Rachel no supo como podría soportar ver a Jane y Grant tan felices juntos, rodeados de sus niños, pero hubiera sido una bajeza negarse.

– Sí, por supuesto -se obligó a responder.

Jane guardó silencio, y demasiado tarde Rachel recordó que nada pasaba por alto para Jane. Y siendo Jane, fue directa al grano.

– Es Kell, ¿no es eso?

La mano de Rachel apretó el auricular, y cerró los ojos por el dolor que le causaba el simple hecho de oír su nombre. Tantas personas habían negado su existencia que la aturdió que Jane lo trajera a colación. Trato de hablar, pero su voz se paró; entonces comenzó a llorar de nuevo.

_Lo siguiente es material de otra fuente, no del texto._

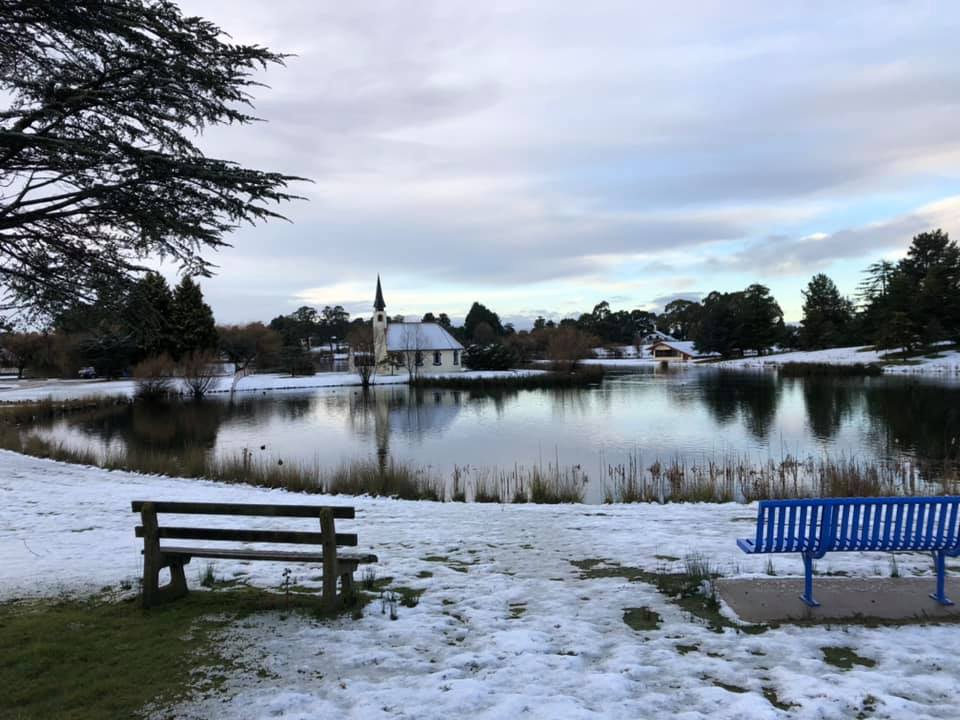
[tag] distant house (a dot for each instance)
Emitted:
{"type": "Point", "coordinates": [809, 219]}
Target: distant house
{"type": "Point", "coordinates": [418, 348]}
{"type": "Point", "coordinates": [674, 351]}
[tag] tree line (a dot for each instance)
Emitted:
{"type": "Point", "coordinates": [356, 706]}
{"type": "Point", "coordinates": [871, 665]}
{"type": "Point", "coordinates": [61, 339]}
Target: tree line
{"type": "Point", "coordinates": [907, 305]}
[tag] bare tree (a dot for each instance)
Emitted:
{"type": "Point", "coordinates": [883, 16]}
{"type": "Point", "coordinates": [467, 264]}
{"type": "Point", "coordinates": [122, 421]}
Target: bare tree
{"type": "Point", "coordinates": [153, 377]}
{"type": "Point", "coordinates": [200, 372]}
{"type": "Point", "coordinates": [362, 352]}
{"type": "Point", "coordinates": [567, 346]}
{"type": "Point", "coordinates": [410, 357]}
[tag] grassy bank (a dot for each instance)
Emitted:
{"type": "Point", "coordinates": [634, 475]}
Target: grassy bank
{"type": "Point", "coordinates": [100, 658]}
{"type": "Point", "coordinates": [536, 381]}
{"type": "Point", "coordinates": [801, 369]}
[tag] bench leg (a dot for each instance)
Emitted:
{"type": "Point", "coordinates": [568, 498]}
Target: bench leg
{"type": "Point", "coordinates": [346, 588]}
{"type": "Point", "coordinates": [153, 593]}
{"type": "Point", "coordinates": [807, 596]}
{"type": "Point", "coordinates": [939, 560]}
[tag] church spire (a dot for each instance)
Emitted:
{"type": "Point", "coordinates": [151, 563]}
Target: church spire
{"type": "Point", "coordinates": [378, 303]}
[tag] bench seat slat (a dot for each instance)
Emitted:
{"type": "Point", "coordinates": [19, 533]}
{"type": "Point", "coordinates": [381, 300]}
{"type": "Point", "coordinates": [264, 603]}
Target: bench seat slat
{"type": "Point", "coordinates": [857, 524]}
{"type": "Point", "coordinates": [341, 512]}
{"type": "Point", "coordinates": [246, 535]}
{"type": "Point", "coordinates": [278, 555]}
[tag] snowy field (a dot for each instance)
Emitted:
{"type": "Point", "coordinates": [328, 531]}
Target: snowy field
{"type": "Point", "coordinates": [28, 390]}
{"type": "Point", "coordinates": [948, 364]}
{"type": "Point", "coordinates": [506, 627]}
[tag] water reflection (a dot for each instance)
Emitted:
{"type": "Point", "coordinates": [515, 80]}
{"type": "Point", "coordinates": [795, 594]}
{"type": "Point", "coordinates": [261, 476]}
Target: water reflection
{"type": "Point", "coordinates": [830, 403]}
{"type": "Point", "coordinates": [687, 414]}
{"type": "Point", "coordinates": [751, 399]}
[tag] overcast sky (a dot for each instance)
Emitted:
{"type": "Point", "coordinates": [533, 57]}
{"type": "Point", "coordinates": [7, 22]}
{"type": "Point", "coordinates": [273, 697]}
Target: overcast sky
{"type": "Point", "coordinates": [543, 156]}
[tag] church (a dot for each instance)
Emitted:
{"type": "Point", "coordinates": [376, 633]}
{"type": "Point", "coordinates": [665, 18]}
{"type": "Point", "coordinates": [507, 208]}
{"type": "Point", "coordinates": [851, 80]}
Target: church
{"type": "Point", "coordinates": [415, 348]}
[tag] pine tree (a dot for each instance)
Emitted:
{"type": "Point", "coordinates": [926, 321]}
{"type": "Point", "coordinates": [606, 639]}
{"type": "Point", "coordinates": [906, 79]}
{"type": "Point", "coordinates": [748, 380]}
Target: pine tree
{"type": "Point", "coordinates": [193, 325]}
{"type": "Point", "coordinates": [761, 319]}
{"type": "Point", "coordinates": [481, 314]}
{"type": "Point", "coordinates": [827, 315]}
{"type": "Point", "coordinates": [149, 314]}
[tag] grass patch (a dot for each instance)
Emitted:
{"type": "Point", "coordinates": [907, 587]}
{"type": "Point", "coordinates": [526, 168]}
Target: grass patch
{"type": "Point", "coordinates": [845, 658]}
{"type": "Point", "coordinates": [688, 590]}
{"type": "Point", "coordinates": [642, 618]}
{"type": "Point", "coordinates": [409, 597]}
{"type": "Point", "coordinates": [730, 688]}
{"type": "Point", "coordinates": [89, 659]}
{"type": "Point", "coordinates": [771, 695]}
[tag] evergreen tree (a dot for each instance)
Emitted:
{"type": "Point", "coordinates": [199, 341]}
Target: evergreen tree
{"type": "Point", "coordinates": [481, 314]}
{"type": "Point", "coordinates": [719, 327]}
{"type": "Point", "coordinates": [922, 298]}
{"type": "Point", "coordinates": [827, 316]}
{"type": "Point", "coordinates": [193, 325]}
{"type": "Point", "coordinates": [761, 319]}
{"type": "Point", "coordinates": [149, 315]}
{"type": "Point", "coordinates": [102, 106]}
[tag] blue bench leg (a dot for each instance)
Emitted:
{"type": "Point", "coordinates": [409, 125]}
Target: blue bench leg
{"type": "Point", "coordinates": [807, 596]}
{"type": "Point", "coordinates": [939, 559]}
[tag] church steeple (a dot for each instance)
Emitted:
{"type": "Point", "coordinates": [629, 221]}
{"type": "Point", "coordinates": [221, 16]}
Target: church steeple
{"type": "Point", "coordinates": [378, 304]}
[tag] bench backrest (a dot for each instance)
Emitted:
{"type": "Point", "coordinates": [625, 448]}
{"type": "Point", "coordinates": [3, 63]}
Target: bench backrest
{"type": "Point", "coordinates": [149, 510]}
{"type": "Point", "coordinates": [822, 525]}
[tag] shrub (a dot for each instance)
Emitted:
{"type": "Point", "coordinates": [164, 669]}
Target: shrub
{"type": "Point", "coordinates": [154, 377]}
{"type": "Point", "coordinates": [489, 357]}
{"type": "Point", "coordinates": [200, 372]}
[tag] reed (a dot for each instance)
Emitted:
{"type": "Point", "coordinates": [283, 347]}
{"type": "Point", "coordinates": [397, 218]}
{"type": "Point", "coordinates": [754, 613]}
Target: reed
{"type": "Point", "coordinates": [715, 479]}
{"type": "Point", "coordinates": [802, 369]}
{"type": "Point", "coordinates": [590, 375]}
{"type": "Point", "coordinates": [735, 479]}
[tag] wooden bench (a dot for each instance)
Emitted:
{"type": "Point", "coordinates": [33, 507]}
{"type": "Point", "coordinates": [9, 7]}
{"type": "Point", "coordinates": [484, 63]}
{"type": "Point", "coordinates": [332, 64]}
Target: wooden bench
{"type": "Point", "coordinates": [157, 556]}
{"type": "Point", "coordinates": [818, 526]}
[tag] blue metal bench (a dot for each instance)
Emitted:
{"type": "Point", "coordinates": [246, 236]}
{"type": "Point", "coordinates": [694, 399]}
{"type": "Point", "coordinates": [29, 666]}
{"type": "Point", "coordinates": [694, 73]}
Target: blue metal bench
{"type": "Point", "coordinates": [818, 526]}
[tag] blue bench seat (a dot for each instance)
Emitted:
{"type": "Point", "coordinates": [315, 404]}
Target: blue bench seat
{"type": "Point", "coordinates": [814, 527]}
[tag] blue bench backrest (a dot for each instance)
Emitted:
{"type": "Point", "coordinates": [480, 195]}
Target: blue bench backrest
{"type": "Point", "coordinates": [822, 525]}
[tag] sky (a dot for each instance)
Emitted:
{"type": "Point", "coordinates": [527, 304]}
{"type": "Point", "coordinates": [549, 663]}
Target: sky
{"type": "Point", "coordinates": [541, 157]}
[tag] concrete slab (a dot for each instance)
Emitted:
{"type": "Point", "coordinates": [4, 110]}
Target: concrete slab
{"type": "Point", "coordinates": [763, 600]}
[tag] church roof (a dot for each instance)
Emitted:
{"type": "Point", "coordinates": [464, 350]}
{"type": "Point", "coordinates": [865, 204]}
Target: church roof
{"type": "Point", "coordinates": [419, 336]}
{"type": "Point", "coordinates": [378, 303]}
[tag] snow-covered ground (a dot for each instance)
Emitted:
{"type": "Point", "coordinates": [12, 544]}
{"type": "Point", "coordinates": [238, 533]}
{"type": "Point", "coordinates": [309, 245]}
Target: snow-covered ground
{"type": "Point", "coordinates": [506, 627]}
{"type": "Point", "coordinates": [949, 363]}
{"type": "Point", "coordinates": [25, 390]}
{"type": "Point", "coordinates": [620, 362]}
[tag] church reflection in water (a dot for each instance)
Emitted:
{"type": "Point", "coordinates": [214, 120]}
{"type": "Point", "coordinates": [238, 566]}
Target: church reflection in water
{"type": "Point", "coordinates": [412, 413]}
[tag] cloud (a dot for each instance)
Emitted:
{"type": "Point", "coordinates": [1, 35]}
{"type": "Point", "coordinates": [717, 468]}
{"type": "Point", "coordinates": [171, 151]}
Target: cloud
{"type": "Point", "coordinates": [787, 255]}
{"type": "Point", "coordinates": [542, 153]}
{"type": "Point", "coordinates": [661, 302]}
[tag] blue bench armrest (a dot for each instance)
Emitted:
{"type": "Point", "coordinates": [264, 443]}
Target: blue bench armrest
{"type": "Point", "coordinates": [747, 545]}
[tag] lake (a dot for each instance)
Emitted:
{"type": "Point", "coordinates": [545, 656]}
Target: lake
{"type": "Point", "coordinates": [692, 414]}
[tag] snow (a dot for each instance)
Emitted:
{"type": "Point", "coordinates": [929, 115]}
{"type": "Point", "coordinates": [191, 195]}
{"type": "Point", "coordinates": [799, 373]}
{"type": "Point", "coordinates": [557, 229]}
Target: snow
{"type": "Point", "coordinates": [461, 652]}
{"type": "Point", "coordinates": [29, 390]}
{"type": "Point", "coordinates": [948, 364]}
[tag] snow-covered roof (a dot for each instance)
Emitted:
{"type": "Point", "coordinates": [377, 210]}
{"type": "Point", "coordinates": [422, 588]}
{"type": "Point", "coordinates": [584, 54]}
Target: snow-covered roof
{"type": "Point", "coordinates": [419, 336]}
{"type": "Point", "coordinates": [684, 346]}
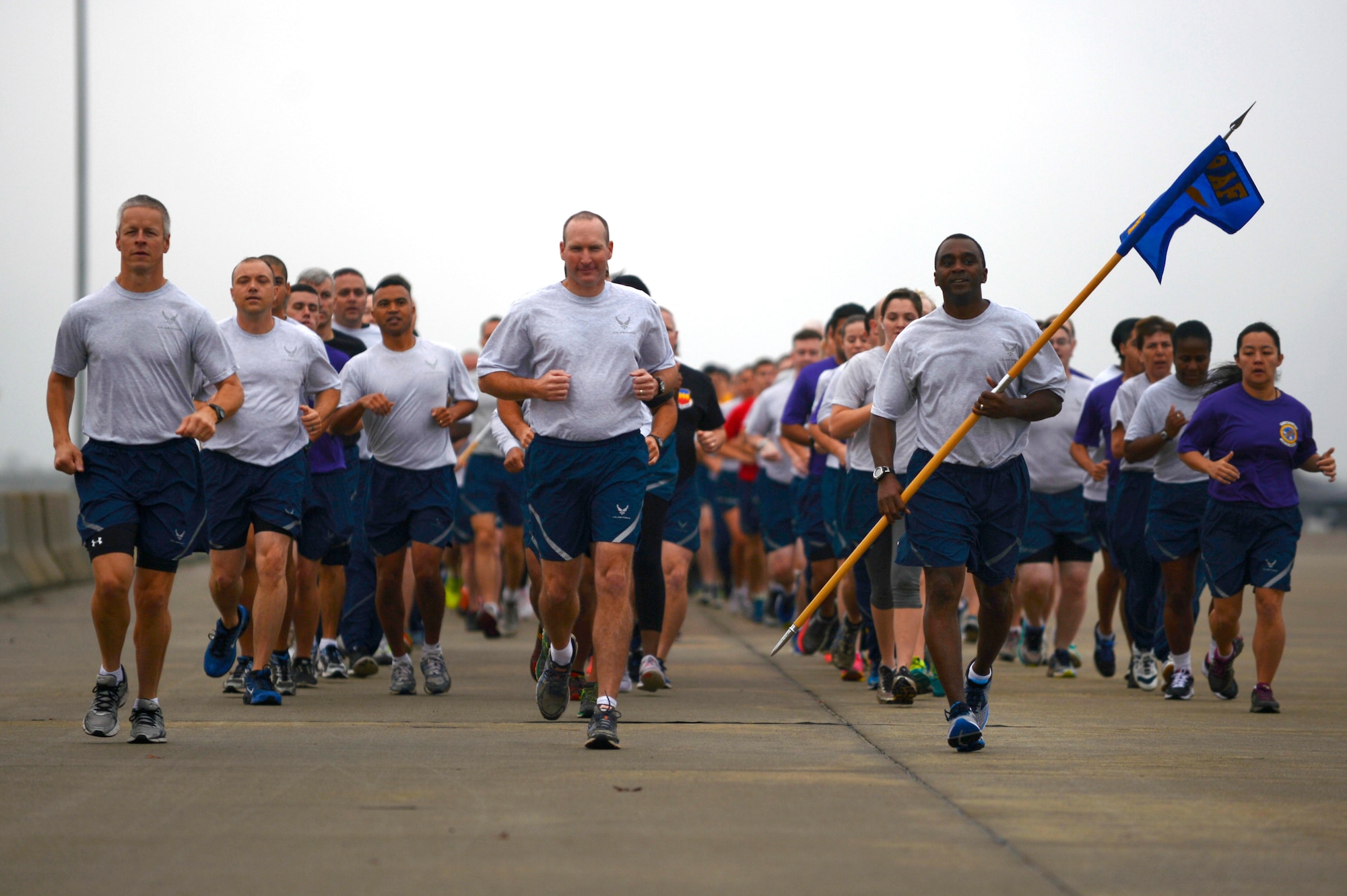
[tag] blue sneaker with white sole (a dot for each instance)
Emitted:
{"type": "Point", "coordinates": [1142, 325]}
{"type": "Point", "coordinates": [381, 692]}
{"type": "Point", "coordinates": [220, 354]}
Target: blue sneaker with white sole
{"type": "Point", "coordinates": [223, 648]}
{"type": "Point", "coordinates": [965, 732]}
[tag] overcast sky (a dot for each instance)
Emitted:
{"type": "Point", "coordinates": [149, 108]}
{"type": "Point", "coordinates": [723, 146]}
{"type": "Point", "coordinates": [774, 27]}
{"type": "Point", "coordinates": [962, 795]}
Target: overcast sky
{"type": "Point", "coordinates": [760, 164]}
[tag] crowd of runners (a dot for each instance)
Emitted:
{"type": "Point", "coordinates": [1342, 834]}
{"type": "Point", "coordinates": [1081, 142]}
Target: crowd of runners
{"type": "Point", "coordinates": [355, 483]}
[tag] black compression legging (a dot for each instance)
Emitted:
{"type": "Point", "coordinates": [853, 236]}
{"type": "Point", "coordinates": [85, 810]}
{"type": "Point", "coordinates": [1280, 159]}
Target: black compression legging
{"type": "Point", "coordinates": [649, 565]}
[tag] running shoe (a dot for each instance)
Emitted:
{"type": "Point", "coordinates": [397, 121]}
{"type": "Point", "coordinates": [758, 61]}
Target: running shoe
{"type": "Point", "coordinates": [1181, 685]}
{"type": "Point", "coordinates": [487, 622]}
{"type": "Point", "coordinates": [589, 700]}
{"type": "Point", "coordinates": [235, 684]}
{"type": "Point", "coordinates": [147, 726]}
{"type": "Point", "coordinates": [510, 618]}
{"type": "Point", "coordinates": [223, 646]}
{"type": "Point", "coordinates": [436, 673]}
{"type": "Point", "coordinates": [905, 689]}
{"type": "Point", "coordinates": [965, 734]}
{"type": "Point", "coordinates": [976, 697]}
{"type": "Point", "coordinates": [818, 633]}
{"type": "Point", "coordinates": [304, 673]}
{"type": "Point", "coordinates": [110, 696]}
{"type": "Point", "coordinates": [921, 676]}
{"type": "Point", "coordinates": [1061, 665]}
{"type": "Point", "coordinates": [282, 676]}
{"type": "Point", "coordinates": [259, 691]}
{"type": "Point", "coordinates": [1221, 676]}
{"type": "Point", "coordinates": [651, 676]}
{"type": "Point", "coordinates": [364, 665]}
{"type": "Point", "coordinates": [844, 649]}
{"type": "Point", "coordinates": [1105, 660]}
{"type": "Point", "coordinates": [554, 691]}
{"type": "Point", "coordinates": [1147, 672]}
{"type": "Point", "coordinates": [1263, 701]}
{"type": "Point", "coordinates": [331, 664]}
{"type": "Point", "coordinates": [1030, 650]}
{"type": "Point", "coordinates": [603, 730]}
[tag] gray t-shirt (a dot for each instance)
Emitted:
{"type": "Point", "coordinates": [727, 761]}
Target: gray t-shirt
{"type": "Point", "coordinates": [280, 370]}
{"type": "Point", "coordinates": [940, 365]}
{"type": "Point", "coordinates": [1124, 407]}
{"type": "Point", "coordinates": [142, 350]}
{"type": "Point", "coordinates": [597, 341]}
{"type": "Point", "coordinates": [1049, 452]}
{"type": "Point", "coordinates": [766, 420]}
{"type": "Point", "coordinates": [424, 377]}
{"type": "Point", "coordinates": [1150, 419]}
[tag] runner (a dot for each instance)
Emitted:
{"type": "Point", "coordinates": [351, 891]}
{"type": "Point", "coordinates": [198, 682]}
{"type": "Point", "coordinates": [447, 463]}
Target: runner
{"type": "Point", "coordinates": [407, 392]}
{"type": "Point", "coordinates": [1058, 548]}
{"type": "Point", "coordinates": [142, 508]}
{"type": "Point", "coordinates": [1249, 436]}
{"type": "Point", "coordinates": [895, 591]}
{"type": "Point", "coordinates": [1178, 495]}
{"type": "Point", "coordinates": [1092, 448]}
{"type": "Point", "coordinates": [570, 349]}
{"type": "Point", "coordinates": [1143, 600]}
{"type": "Point", "coordinates": [255, 473]}
{"type": "Point", "coordinates": [971, 516]}
{"type": "Point", "coordinates": [325, 536]}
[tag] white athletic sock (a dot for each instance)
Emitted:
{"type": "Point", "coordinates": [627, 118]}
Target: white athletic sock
{"type": "Point", "coordinates": [564, 656]}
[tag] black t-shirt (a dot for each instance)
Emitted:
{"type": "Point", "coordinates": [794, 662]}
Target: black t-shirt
{"type": "Point", "coordinates": [344, 342]}
{"type": "Point", "coordinates": [698, 408]}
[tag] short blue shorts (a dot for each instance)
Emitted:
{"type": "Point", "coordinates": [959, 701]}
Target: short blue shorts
{"type": "Point", "coordinates": [971, 517]}
{"type": "Point", "coordinates": [684, 521]}
{"type": "Point", "coordinates": [328, 520]}
{"type": "Point", "coordinates": [490, 489]}
{"type": "Point", "coordinates": [1174, 520]}
{"type": "Point", "coordinates": [1058, 528]}
{"type": "Point", "coordinates": [808, 517]}
{"type": "Point", "coordinates": [410, 505]}
{"type": "Point", "coordinates": [1247, 544]}
{"type": "Point", "coordinates": [581, 493]}
{"type": "Point", "coordinates": [834, 481]}
{"type": "Point", "coordinates": [240, 494]}
{"type": "Point", "coordinates": [146, 501]}
{"type": "Point", "coordinates": [774, 506]}
{"type": "Point", "coordinates": [860, 508]}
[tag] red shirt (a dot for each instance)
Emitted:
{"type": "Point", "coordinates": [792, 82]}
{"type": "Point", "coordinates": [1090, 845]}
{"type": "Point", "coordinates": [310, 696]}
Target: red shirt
{"type": "Point", "coordinates": [733, 425]}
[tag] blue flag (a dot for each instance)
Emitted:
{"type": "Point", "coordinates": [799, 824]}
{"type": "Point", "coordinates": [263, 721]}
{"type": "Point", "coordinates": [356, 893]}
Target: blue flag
{"type": "Point", "coordinates": [1216, 187]}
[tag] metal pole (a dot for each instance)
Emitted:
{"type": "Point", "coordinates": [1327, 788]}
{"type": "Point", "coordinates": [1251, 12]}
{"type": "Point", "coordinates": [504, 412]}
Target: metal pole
{"type": "Point", "coordinates": [81, 186]}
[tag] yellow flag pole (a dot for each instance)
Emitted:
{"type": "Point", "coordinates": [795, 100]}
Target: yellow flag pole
{"type": "Point", "coordinates": [945, 452]}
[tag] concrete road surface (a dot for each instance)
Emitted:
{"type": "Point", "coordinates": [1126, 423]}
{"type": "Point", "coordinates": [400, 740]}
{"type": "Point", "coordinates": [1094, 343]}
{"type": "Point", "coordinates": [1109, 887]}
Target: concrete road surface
{"type": "Point", "coordinates": [751, 777]}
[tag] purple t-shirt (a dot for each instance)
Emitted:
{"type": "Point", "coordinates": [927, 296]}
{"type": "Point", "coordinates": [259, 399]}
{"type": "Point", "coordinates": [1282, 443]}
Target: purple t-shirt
{"type": "Point", "coordinates": [328, 452]}
{"type": "Point", "coordinates": [1270, 439]}
{"type": "Point", "coordinates": [1094, 428]}
{"type": "Point", "coordinates": [801, 403]}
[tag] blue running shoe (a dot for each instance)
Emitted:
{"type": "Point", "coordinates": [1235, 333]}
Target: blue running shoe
{"type": "Point", "coordinates": [976, 696]}
{"type": "Point", "coordinates": [965, 731]}
{"type": "Point", "coordinates": [259, 691]}
{"type": "Point", "coordinates": [222, 650]}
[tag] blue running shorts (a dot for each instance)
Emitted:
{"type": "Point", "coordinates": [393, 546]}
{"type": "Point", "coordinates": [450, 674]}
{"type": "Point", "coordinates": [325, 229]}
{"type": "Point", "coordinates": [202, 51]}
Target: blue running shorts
{"type": "Point", "coordinates": [1247, 544]}
{"type": "Point", "coordinates": [410, 505]}
{"type": "Point", "coordinates": [971, 517]}
{"type": "Point", "coordinates": [240, 494]}
{"type": "Point", "coordinates": [581, 493]}
{"type": "Point", "coordinates": [146, 501]}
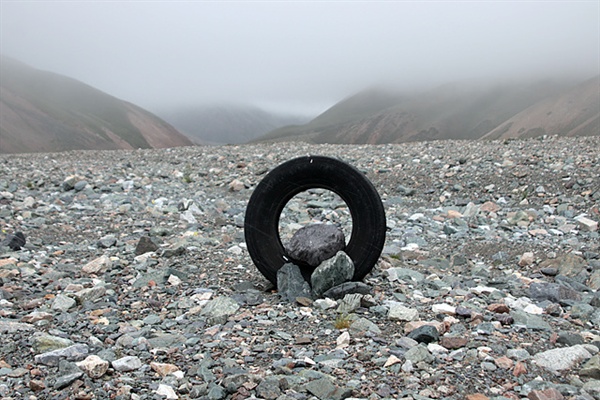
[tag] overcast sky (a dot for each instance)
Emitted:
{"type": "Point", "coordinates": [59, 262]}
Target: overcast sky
{"type": "Point", "coordinates": [295, 55]}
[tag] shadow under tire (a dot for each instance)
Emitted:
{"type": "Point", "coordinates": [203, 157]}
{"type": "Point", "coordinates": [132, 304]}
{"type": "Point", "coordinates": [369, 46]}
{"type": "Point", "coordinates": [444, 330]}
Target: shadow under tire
{"type": "Point", "coordinates": [278, 187]}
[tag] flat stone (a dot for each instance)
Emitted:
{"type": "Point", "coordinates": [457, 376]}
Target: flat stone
{"type": "Point", "coordinates": [46, 343]}
{"type": "Point", "coordinates": [454, 342]}
{"type": "Point", "coordinates": [339, 291]}
{"type": "Point", "coordinates": [94, 366]}
{"type": "Point", "coordinates": [547, 394]}
{"type": "Point", "coordinates": [315, 243]}
{"type": "Point", "coordinates": [291, 284]}
{"type": "Point", "coordinates": [562, 359]}
{"type": "Point", "coordinates": [167, 391]}
{"type": "Point", "coordinates": [399, 312]}
{"type": "Point", "coordinates": [97, 266]}
{"type": "Point", "coordinates": [145, 245]}
{"type": "Point", "coordinates": [418, 354]}
{"type": "Point", "coordinates": [66, 380]}
{"type": "Point", "coordinates": [331, 273]}
{"type": "Point", "coordinates": [586, 224]}
{"type": "Point", "coordinates": [591, 368]}
{"type": "Point", "coordinates": [63, 303]}
{"type": "Point", "coordinates": [219, 309]}
{"type": "Point", "coordinates": [9, 326]}
{"type": "Point", "coordinates": [530, 321]}
{"type": "Point", "coordinates": [552, 291]}
{"type": "Point", "coordinates": [126, 364]}
{"type": "Point", "coordinates": [72, 353]}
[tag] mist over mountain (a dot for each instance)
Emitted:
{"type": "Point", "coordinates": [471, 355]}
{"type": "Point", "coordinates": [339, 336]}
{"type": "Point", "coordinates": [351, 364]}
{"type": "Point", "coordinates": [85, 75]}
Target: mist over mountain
{"type": "Point", "coordinates": [456, 111]}
{"type": "Point", "coordinates": [227, 123]}
{"type": "Point", "coordinates": [46, 112]}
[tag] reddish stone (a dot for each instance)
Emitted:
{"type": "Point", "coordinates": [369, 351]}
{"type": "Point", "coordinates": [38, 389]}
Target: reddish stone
{"type": "Point", "coordinates": [503, 362]}
{"type": "Point", "coordinates": [548, 394]}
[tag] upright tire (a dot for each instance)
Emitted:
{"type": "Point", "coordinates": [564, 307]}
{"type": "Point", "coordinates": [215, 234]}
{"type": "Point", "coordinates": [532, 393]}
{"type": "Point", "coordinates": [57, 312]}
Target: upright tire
{"type": "Point", "coordinates": [261, 224]}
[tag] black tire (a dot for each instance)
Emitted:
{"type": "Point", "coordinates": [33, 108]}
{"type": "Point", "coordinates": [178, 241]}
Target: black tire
{"type": "Point", "coordinates": [261, 224]}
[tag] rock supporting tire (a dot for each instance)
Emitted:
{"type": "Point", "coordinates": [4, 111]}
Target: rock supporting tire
{"type": "Point", "coordinates": [261, 225]}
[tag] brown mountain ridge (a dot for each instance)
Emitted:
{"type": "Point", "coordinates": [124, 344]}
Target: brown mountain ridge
{"type": "Point", "coordinates": [45, 112]}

– He intentado llamarle -dijo destrozada-. No consigo llegar al final. Ni siquiera alguien admitirá que le conoce. Aunque le hayan dado mis mensajes, no ha llamado.

– Creía que cedería antes -dijo Jane.

Para entonces Rachel se había controlado otra vez, y pidió perdón a Jane por llorar. Se mordió el labio, prometiéndose que no volvería a pasar. Tenía que aceptar su pérdida y dejar de acongojarse.

– Mira quizás pueda hacer algo -dijo Jane-. Tendré que trabajar con Grant. Hablaré contigo después.

Rachel colgó el teléfono, pero no se permitió hacer hincapié en lo que había dicho Jane. No podía. Si sus esperanzas volvían a alzarse para volver a derrumbarse, eso la destruiría.